Maria Eugénia Alves
COMO SOBREVIVER A UMA VIGILÂNCIA DE TRÊS HORAS DE MATEMÁTICA
Tem o Ministério da Educação nos últimos anos intensificado a dureza dos procedimentos a ter nas vigilâncias dos exames nacionais, de tal modo que actualmente só é permitido aos professores destacados para tão nobre missão respirar.
Verdade.
Nada mais do que isso.
Toda a vida pára.
Não se pode sequer ler o enunciado da prova que se vigia (no caso da Matemática, era igual ler ou não 😩). Não se pode falar com o colega da má sorte, apenas comunicar por telepatia (todos os palavrões são repetidos várias vezes), sinalefas de olhos revirados ou sorrisos amarelados. Não se pode responder a nenhuma questão dos alunos. Enfim, pode-se durante três horas fazer uso de alguma actividade cerebral e respirar.
Como sobreviver, eis a questão.
1. Paisagem humana
– Observar as expressões dos alunos – há de tudo, benza-os deus: o nervoso à flor da pele, o que não pesca nada daquilo., o blasé, o aflitinho, o marrão até ao tutano, o mal encarado(mal dormido?), o simpático de sorriso fácil e o que não deixa passar nada na cara.
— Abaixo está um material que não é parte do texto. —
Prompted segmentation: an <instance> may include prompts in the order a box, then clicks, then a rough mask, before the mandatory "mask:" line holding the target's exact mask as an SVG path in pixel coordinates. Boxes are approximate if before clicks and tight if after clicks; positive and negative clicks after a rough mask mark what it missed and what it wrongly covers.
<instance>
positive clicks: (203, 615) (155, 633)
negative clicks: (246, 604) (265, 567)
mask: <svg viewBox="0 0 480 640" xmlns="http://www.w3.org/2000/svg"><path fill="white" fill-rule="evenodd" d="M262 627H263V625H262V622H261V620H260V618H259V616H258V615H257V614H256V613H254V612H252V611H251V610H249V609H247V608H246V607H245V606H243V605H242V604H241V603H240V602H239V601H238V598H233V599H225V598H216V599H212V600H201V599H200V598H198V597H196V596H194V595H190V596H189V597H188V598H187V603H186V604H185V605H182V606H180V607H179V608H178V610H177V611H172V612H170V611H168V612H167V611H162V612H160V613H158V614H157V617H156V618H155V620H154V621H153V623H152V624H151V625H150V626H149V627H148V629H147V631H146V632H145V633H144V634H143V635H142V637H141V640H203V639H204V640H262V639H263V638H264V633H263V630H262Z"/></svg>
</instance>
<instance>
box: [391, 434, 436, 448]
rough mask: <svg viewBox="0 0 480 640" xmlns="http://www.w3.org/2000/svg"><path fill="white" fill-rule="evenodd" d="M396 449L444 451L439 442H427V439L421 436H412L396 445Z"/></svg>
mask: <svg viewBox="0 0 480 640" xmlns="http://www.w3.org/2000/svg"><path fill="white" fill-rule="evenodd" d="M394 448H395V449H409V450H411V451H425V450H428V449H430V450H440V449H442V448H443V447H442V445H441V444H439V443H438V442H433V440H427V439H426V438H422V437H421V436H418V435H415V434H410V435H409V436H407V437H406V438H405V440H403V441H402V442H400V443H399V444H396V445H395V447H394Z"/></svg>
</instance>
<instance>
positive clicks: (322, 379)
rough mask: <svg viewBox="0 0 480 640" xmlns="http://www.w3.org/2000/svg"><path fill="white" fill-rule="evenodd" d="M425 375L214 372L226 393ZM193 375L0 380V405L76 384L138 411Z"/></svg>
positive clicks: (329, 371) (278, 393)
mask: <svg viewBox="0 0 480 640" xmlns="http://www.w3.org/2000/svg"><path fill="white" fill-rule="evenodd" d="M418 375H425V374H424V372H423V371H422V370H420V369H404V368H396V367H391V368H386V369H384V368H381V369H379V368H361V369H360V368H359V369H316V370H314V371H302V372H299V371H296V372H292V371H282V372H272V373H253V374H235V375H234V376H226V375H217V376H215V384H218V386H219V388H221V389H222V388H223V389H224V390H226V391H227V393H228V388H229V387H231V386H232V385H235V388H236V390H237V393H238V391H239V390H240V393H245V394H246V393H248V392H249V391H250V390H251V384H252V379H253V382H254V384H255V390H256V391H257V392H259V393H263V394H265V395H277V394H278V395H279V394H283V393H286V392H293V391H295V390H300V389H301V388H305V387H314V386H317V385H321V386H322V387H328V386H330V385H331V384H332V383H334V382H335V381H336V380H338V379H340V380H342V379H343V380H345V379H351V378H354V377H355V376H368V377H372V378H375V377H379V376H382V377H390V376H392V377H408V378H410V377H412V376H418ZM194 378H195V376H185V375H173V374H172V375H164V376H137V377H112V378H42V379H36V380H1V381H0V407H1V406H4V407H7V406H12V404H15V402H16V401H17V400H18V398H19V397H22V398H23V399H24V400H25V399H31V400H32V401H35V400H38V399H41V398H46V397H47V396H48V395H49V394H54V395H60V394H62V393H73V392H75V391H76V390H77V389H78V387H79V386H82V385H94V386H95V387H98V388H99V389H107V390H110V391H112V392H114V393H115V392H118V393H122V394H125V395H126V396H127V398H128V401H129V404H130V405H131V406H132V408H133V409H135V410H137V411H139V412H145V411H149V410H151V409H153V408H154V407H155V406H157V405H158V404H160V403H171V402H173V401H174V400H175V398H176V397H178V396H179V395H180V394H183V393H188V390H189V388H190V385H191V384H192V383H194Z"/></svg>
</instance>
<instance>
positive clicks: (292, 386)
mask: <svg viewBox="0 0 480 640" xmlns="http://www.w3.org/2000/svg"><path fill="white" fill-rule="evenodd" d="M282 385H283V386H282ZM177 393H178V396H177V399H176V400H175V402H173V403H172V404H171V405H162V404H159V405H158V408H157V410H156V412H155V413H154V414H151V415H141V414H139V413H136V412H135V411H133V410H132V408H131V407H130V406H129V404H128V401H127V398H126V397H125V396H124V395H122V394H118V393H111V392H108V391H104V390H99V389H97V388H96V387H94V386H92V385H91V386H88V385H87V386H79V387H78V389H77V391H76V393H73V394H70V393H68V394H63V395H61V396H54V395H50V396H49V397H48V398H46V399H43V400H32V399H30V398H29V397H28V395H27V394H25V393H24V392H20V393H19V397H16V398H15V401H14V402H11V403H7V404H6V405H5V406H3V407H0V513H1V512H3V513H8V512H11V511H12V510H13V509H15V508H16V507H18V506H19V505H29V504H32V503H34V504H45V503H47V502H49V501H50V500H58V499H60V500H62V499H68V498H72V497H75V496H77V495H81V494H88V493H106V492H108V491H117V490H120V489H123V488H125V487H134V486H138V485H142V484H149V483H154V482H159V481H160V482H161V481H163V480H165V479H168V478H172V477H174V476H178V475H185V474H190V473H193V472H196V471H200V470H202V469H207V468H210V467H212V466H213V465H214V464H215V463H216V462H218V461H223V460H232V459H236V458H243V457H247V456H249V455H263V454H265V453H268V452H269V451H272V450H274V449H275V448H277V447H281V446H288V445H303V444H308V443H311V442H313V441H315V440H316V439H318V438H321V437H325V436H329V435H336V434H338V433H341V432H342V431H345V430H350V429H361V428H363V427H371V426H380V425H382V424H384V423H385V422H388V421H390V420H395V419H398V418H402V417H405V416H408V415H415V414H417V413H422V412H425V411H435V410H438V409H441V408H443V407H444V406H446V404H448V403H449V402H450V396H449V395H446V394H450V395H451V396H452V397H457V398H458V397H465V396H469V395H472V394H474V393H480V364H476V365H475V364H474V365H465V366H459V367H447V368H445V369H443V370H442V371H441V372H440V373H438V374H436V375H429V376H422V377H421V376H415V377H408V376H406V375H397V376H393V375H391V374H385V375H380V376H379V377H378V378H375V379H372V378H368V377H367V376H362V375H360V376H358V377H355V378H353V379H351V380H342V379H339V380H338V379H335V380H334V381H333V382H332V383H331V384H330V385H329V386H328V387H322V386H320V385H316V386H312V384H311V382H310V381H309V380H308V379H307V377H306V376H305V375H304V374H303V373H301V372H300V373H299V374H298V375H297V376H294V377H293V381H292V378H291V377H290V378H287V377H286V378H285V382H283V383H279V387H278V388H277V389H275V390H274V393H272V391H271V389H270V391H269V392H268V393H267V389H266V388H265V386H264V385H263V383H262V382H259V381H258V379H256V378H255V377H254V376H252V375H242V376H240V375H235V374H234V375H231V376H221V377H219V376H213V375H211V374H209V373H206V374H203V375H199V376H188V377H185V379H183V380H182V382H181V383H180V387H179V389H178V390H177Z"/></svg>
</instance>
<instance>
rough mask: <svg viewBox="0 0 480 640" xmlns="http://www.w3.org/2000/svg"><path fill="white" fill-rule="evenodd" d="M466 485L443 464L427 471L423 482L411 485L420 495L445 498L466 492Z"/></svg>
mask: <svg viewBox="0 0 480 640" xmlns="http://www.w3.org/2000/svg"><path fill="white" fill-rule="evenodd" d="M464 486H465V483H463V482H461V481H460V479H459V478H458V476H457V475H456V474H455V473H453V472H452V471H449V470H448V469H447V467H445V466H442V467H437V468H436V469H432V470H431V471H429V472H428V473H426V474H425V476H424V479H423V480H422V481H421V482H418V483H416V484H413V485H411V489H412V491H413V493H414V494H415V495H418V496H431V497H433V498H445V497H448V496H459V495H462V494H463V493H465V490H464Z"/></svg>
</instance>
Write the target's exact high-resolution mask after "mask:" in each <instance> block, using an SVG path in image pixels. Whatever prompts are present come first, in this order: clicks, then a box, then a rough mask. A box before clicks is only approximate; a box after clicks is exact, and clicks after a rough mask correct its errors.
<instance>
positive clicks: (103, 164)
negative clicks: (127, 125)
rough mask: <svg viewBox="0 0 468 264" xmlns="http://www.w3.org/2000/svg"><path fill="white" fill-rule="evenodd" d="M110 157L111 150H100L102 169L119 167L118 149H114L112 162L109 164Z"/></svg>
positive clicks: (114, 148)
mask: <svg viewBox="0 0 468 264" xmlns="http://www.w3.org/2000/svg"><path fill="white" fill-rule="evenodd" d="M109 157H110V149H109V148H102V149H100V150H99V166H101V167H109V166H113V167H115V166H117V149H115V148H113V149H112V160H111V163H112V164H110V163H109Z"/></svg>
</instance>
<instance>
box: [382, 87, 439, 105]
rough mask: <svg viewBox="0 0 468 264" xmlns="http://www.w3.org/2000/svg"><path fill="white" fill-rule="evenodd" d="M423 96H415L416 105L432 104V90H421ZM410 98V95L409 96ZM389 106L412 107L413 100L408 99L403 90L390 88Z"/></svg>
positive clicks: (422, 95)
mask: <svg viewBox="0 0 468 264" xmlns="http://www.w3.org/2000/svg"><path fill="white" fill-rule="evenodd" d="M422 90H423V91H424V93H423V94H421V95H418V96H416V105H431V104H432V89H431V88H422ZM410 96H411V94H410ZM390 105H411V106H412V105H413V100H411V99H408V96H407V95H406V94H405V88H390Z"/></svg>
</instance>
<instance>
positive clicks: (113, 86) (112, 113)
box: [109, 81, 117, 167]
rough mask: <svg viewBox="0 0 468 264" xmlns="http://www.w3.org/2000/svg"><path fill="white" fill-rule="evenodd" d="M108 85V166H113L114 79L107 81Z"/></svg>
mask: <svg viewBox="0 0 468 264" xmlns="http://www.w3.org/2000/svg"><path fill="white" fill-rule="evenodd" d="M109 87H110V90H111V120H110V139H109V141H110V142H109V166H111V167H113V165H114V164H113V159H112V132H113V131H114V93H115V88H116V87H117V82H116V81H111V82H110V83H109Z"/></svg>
Neste exercício, se bem aplicado, pode gastar-se uma hora. Menos mal.
2. Paisagem exterior
– Olhar para o que a janela propõe para além dela: no caso, velho conhecido o inóspito espaço de um quintal paredes meias com o pátio da escola, onde o desleixo e a sujidade tomaram conta do lugar, o que agora é positivo, pois a tralha acumulada dá pano para mangas do olhar: mesas, cadeiras partidas, máquina obsoleta de cortar relva, bicicleta, forno de churrasco, tralha, lixo, ferrugem, muita ferrugem… e árvores lindas, sobreviventes à decadência, com destaque para uma oliveira e uma pereira carregada de frutos saudáveis. A natureza é tão sábia!
Com isto, leva-se meia hora.
E chega-se ao fim da 1ª parte da prova.
A 2ª parte é mais problemática, já não há a novidade anterior, o tempo arrasta-se com a languidez do caracol. Portanto, há que enfrentar a coisa de forma mais brava, mais sensata, sobretudo. Não vale deixar-se levar por emoções primárias, revolta, angústia, desânimo… isso paga um preço elevado de stress.
3. Paisagem interior
– Meditar sobre a sua vidinha, mas as coisinhas que nos alegram: as férias em ilhas do fim do mundo, mesmo que isso não aconteça realmente, ouvir o som das ondas mansas e mornas do mar e sentir a plasticidade da areia debaixo dos pés em desenhos abstractos, nos fins de tarde de poentes de aguarela, adocicados por convívios entre família e amigos; sonhar com os concertos que iremos ver dos artistas que nos comovem; ( re)ler os livros da nossa vida em dias de luz eterna; partir para os lugares do coração…
Uma hora passa-se nisto.
4. Paisagem inexistente
– Meditação tout court.
Chegada aqui, esgotadas todas as outras propostas anteriores, e se entretanto não teve um piripaque causado por inactividade compulsiva, tem de apostar na meditação, o universo zen, a abstracção da realidade, devido à anestesia de duas horas e meia em que deixou de viver.
Esta última meia hora, se tiver a sorte de ter um(a) colega que faça o trabalho de entregar as folhas extra pedidas pelos alunos, é dedicada a não-estar, a não-ser.
Poderão dizer os mal intencionados, os chico-espertos do costume: mas queixam-se de não fazer nada? Sim, é precisamente isso. E não me cansem com essa crítica sistemática!
Já agora, isto para os alunos é dose! três horas?
Não é de estranhar que, a partir das duas, a prova começa a parecer-se com exercícios de ginástica aplicada.